The ugly truth about why i haven’t been able to write.
Things became too much for me. All of it and life, I took a huge overdose and I ended up waking upon a hospital.I became hopeless.
I feel so estranged from life. I am closer to my daughter more than I ever thought possible. Here is me looking glamorous and 1 step away from a hospital bed.
self medicating turned me into going into drug/ medication induced psychosis.
Writing is getting easier. I know that I will not quit my final year of my masters. I am rebuilding our lives and I’m relieved that I threw my ex husband/partner out the house. I don’t care how hard things get- once I lose respect for a person or they don’t walk the talk -my patience runs thin.
I’m focusing on getting back to blogging, my Masters. Writing and getting these feature music artist posts in publish mode.

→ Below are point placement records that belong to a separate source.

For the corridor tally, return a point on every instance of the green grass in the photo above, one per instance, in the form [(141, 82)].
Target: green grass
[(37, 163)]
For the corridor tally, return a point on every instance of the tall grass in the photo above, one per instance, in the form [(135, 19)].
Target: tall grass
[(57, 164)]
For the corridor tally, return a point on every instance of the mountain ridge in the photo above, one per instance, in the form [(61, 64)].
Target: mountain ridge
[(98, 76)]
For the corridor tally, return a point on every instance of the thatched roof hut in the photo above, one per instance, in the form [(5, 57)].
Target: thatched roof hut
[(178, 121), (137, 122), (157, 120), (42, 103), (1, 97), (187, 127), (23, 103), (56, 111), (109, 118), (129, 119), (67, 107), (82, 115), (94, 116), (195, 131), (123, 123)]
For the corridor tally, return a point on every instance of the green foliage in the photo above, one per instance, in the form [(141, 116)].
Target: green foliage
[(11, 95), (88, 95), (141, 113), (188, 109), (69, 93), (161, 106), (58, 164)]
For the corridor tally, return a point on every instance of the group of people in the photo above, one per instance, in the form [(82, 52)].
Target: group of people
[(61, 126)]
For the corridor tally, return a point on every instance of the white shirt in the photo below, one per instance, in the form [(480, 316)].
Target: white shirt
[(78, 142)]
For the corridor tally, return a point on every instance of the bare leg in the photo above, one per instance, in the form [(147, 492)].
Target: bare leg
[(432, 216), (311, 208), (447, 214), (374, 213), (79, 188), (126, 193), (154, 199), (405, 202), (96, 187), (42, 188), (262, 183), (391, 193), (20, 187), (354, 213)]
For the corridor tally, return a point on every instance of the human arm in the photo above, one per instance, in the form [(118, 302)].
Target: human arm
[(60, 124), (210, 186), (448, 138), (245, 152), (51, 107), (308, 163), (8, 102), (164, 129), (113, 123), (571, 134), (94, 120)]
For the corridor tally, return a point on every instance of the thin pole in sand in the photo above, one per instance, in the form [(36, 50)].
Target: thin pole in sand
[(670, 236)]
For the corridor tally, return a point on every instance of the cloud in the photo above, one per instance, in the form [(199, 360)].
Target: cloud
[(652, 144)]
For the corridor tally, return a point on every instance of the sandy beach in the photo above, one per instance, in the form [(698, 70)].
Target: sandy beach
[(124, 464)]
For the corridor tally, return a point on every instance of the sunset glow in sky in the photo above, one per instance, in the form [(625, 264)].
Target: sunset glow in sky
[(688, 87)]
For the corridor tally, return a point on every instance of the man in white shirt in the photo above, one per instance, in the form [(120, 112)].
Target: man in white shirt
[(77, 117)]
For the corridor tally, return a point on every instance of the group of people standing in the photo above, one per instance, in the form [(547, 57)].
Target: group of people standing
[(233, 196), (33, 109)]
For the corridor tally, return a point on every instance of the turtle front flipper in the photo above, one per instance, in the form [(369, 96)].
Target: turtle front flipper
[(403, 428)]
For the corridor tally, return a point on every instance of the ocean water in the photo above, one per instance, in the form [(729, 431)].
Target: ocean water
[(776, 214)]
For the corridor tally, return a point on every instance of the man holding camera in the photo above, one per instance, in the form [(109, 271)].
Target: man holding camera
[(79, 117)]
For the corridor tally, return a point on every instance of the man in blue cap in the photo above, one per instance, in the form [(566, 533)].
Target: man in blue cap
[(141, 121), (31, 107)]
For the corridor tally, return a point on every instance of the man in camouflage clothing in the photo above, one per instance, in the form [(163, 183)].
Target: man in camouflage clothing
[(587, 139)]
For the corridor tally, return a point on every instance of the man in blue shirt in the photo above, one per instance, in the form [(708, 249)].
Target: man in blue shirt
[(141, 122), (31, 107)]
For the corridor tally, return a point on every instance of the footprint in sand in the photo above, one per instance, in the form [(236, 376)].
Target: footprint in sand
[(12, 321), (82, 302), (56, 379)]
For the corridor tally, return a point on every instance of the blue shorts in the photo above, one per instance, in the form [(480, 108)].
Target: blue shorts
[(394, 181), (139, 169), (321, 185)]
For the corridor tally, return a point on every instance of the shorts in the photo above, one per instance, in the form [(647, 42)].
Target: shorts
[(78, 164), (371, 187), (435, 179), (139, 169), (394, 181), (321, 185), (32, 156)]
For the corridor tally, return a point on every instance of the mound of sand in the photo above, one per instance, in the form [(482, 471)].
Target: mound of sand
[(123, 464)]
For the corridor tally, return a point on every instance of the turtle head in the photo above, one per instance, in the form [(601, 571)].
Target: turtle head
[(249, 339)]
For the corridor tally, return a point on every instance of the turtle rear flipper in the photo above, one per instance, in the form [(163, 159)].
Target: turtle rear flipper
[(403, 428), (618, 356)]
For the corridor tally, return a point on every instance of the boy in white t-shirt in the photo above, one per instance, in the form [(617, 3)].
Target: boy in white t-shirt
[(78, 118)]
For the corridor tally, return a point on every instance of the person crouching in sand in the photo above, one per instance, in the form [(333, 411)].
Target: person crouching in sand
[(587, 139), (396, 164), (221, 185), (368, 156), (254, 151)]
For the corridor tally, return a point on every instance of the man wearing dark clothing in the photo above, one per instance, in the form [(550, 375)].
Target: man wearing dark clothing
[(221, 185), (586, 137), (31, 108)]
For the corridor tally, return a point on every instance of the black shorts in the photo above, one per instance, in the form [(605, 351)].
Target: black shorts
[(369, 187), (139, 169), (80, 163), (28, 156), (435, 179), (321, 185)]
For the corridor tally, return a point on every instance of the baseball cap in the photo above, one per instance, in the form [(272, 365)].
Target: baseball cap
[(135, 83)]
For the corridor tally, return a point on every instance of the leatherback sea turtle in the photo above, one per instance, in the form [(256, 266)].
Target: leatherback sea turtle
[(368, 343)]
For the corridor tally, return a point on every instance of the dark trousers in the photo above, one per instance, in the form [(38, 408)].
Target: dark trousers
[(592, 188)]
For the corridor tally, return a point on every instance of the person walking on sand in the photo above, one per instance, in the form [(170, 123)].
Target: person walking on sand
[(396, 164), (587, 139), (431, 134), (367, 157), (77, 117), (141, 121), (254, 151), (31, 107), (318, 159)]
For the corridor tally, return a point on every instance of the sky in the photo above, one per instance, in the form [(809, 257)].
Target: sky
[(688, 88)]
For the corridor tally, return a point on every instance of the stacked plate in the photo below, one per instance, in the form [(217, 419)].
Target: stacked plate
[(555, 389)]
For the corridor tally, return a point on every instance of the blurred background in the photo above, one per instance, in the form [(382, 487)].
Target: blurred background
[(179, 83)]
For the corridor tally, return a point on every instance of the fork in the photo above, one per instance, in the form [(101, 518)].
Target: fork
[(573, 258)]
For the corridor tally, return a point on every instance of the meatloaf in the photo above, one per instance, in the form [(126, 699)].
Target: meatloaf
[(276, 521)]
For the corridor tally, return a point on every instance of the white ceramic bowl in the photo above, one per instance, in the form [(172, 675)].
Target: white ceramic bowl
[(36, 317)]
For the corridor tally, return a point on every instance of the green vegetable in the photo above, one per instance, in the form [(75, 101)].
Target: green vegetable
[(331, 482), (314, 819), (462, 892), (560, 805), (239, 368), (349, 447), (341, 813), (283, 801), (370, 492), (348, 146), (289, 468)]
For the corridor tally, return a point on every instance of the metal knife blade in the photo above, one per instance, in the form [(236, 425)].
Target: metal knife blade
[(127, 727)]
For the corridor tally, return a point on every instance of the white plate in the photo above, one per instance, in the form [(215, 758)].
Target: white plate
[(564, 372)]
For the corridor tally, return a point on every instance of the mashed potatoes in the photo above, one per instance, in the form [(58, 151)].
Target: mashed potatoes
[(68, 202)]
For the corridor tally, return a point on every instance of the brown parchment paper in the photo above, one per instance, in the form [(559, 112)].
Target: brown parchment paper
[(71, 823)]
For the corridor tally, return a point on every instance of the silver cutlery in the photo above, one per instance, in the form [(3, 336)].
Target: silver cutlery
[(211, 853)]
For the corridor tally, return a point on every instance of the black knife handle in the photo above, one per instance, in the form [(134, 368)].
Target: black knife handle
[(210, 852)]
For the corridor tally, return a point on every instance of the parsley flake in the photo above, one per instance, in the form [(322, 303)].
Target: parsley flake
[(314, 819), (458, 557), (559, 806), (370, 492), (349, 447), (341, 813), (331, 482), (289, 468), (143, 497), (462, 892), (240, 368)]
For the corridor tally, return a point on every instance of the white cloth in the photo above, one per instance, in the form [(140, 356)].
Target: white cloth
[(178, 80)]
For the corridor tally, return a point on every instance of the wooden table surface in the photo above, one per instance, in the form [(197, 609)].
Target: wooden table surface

My daughter was with my Ma when I took the overdose and so in honor of Paul all those who suffer in silence or are misunderstood to remember that we are all awesome. Some more than others…….
There are more videos i took. I think I thought if something good can come out of watching blood pour out my nose and looking and acting not like my usual self.
I’m still adjusting to the fact i’m alive. I’m happy to be with my daughter. Yes, call me what you want.
I’m merely human – no unicorns to be found here. I’m just doing what I need to to get by.